A eutanásia é legal em Espanha desde 2021. Nesse ano, foi criada uma lei que permite que adultos com doenças “graves e incuráveis” que causam “sofrimento insuportável” acabem com as suas vidas.
Para Almodóvar, “deveria ser possível ter isto em todo o mundo. Deveria ser regulamentado; a opinião do médico deveria ser suficiente”, como disse aos jornalistas.
No Brasil, a eutanásia é considerada ilegal.
No Reino Unido, a legalização do suicídio assistido continua a ser uma questão controversa. Um exemplo é o famoso caso de Noel Conway, que sofria de doença do neurónio motor e levou a sua campanha ao Supremo Tribunal britânico em 2018.
Ele defendeu que um médico fosse autorizado a prescrever uma dose letal quando sua saúde se deteriorasse. Pela lei atual, o médico que prescrevesse estaria sujeito a 14 anos de prisão.

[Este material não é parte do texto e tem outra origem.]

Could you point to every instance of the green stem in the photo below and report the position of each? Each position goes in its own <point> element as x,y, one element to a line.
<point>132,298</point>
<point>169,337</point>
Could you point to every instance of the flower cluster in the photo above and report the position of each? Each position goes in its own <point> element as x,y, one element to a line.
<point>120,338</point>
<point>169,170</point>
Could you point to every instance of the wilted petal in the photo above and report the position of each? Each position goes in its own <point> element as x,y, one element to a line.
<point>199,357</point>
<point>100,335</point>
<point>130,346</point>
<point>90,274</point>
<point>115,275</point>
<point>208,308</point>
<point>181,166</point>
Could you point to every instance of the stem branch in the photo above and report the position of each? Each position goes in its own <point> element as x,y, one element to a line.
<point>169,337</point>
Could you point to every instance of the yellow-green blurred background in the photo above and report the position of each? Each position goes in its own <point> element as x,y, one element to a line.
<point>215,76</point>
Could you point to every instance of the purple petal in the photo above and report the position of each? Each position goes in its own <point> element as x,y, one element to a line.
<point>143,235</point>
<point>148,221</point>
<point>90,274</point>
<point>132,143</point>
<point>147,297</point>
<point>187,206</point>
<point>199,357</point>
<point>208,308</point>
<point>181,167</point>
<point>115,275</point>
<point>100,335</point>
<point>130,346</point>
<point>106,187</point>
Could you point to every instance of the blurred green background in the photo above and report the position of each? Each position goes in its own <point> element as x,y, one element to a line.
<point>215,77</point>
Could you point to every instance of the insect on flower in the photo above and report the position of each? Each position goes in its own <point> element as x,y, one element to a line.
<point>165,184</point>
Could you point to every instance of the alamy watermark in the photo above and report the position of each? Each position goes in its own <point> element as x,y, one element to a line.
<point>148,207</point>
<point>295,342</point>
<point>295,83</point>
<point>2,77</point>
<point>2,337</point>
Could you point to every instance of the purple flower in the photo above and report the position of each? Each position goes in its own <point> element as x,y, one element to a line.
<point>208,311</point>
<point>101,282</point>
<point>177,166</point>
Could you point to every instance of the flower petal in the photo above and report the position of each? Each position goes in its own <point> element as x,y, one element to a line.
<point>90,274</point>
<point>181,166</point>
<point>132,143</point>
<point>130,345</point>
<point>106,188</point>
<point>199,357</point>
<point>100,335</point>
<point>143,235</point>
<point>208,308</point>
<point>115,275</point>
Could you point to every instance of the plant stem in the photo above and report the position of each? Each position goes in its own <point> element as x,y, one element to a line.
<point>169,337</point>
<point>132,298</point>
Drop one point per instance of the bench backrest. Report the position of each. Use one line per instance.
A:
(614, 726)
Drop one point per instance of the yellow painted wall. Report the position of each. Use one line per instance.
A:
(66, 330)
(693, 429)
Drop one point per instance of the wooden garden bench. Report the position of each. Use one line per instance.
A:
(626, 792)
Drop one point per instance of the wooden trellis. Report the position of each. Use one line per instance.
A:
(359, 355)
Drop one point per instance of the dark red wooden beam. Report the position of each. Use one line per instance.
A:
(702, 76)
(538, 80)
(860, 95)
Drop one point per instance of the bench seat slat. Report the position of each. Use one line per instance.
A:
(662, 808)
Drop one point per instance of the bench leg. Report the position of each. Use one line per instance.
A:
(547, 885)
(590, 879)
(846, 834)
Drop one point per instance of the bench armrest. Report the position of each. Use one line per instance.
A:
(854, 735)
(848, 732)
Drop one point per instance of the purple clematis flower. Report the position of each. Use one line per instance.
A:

Conway abriu um processo contra a proibição na Suprema Corte em 2018, mas perdeu o recurso. Ele morreu em casa em 2021.
Almodóvar argumenta que pessoas como Conway têm o direito de reivindicar autonomia sobre os seus últimos momentos, conforme ilustrado no filme. O realizador explica que “não é um filme sobre a morte – é sobre a vida, sobre a liberdade de decidir que tipo de vida queremos ter, até ao fim”.
Tilda Swinton concorda. Ela chama o filme de “uma celebração do controle e da autonomia”. Julianne Moore acrescenta que “trata-se de apoiar alguém em seu momento mais vulnerável”.
Mudanças climáticas
Almodóvar também usa o filme para expressar sua ansiedade em relação às mudanças climáticas.
Essa questão é corporificada pelo personagem Damian, interpretado por John Turturro. Ele é um escritor que oferece palestras niilistas sobre o assunto, para grande decepção daqueles que o rodeiam.
Durante o festival de cinema, Almodóvar disse à imprensa que o filme centra-se “no estado do planeta e no estado das pessoas”.
“Você precisa possuir sua própria experiência”, explica ele.
Swinton também concorda neste ponto. “Penso neste filme, antes de mais nada, como uma história de amor entre Ingrid e Martha… e também sobre a evolução, seja em termos de guerra ou de catástrofe climática.”
“Há no filme uma fé na necessidade e inevitabilidade da evolução, independentemente da direção que ela nos leve.”
Recepção polêmica
Em sua estreia durante o Festival de Cinema de Veneza O quarto ao lado foi aplaudido de pé por retumbantes 18 minutos.
Almodóvar tomou a decisão pouco convencional de se juntar à plateia para também aplaudir.
A reação dos críticos também foi amplamente positiva. O crítico Xan Brooks, do jornal britânico The Guardian, chamou o filme de “um caso lindo, incisivo e sensível”.
Owen Gleiberman, da revista americana Variety, elogiou o desempenho “monumental” de Swinton.
Mas outros comentários foram menos elogiosos. Robbie Collin, do jornal britânico The Telegraph, premiou o filme com apenas duas estrelas.
Para ele, o trabalho é “uma grande decepção” e “os papéis parecem exigir muito pouco das duas atrizes”.
Mesmo assim, O quarto ao lado está destinado a ser um dos filmes mais comentados da temporada de premiações. Gerará discussões importantes sobre a vida, a morte e o direito de escolha.
Como disse Almodóvar na estreia em Veneza: “Todos temos um quarto ao lado, um lugar onde acabaremos de frente para nós mesmos e para a nossa vida”.
“Minha esperança é que este filme dê permissão às pessoas para falarem sobre aquela sala, mesmo que seja um pouco desconfortável.”